We have held on several occasions that the agencies here concerned have broad authority. French v. CAB, 378 F.2d 468 (10th Cir.); Doe v. CAB, 356 F.2d 699 (10th Cir.). See also Moton v. Dow, 525 F.2d 1302 (10th Cir.), but nevertheless when challenged, the scope of authority of the agency must be established.

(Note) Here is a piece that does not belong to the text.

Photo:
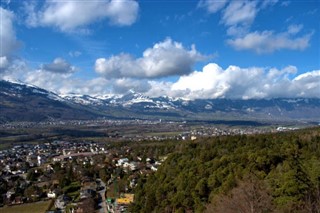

The parties do not agree upon the scope of the regulations. It is apparent that the wording of the two regulations concerned, the one specifically on flight recorders, and the one on general authority to investigate, do not specifically and expressly meet the issue. The FAA urges that its authority is derived from the general regulation, not restricted by the specific regulation. The wording of each of the two regulations when taken separately is relative clear, but the relationship of one to the other is not. One is specific on a narrow subject, while the other is in the most general terms.

The general inspection regulation is 14 C.F.R. Sec. 121.81(a):

"Each certificate holder shall allow the administrator, at any time or place, to make any inspections or tests to determine its compliance with the Federal Aviation Act of 1958, Federal Aviation Regulations, its operating certificate and operations specifications, or its eligibility to continue to hold its certificate."

The specific regulation as to fight recorders, 14 C.F.R. Sec. 121.343(a), read in part:

"(a) No person may operate a large airplane that is certificated for operations above 25,000 feet altitude or is turbine engine powered, unless it is equipped with one or more approved flight recorders that record data from which the following information may be determined within the ranges, accuracies, and recording intervals specified in Appendix B of this part--..."

This regulation continues to prescribe the data which the recorder must be capable of gathering, (1) and (2)(b), and that the recorder be operated continuously while the plane is in motion. Other technical requirements follow. Also of importance is (c), that the data be kept until the airplane has been operated twenty-five hours of section 1221.359(a) time, and that certain erasures may be made. Subparagraph (d) is quoted hereinafter.

Thus the regulations are clear as to what each purports to cover, but again, no relationship between them is indicated. Thus with this apparent complete independence on the face of the two, we must look elsewhere for an answer to their interaction if there be any.

We should so consider the Basis and Purpose Statement in the regulation as to flight recorders. 14 C.F.R. Sec. 121.343. This should be done both standing alone, and as tested against the notice of intended rule-making to determine its scope and its relationship to the general regulation, 14 C.F.R. Sec.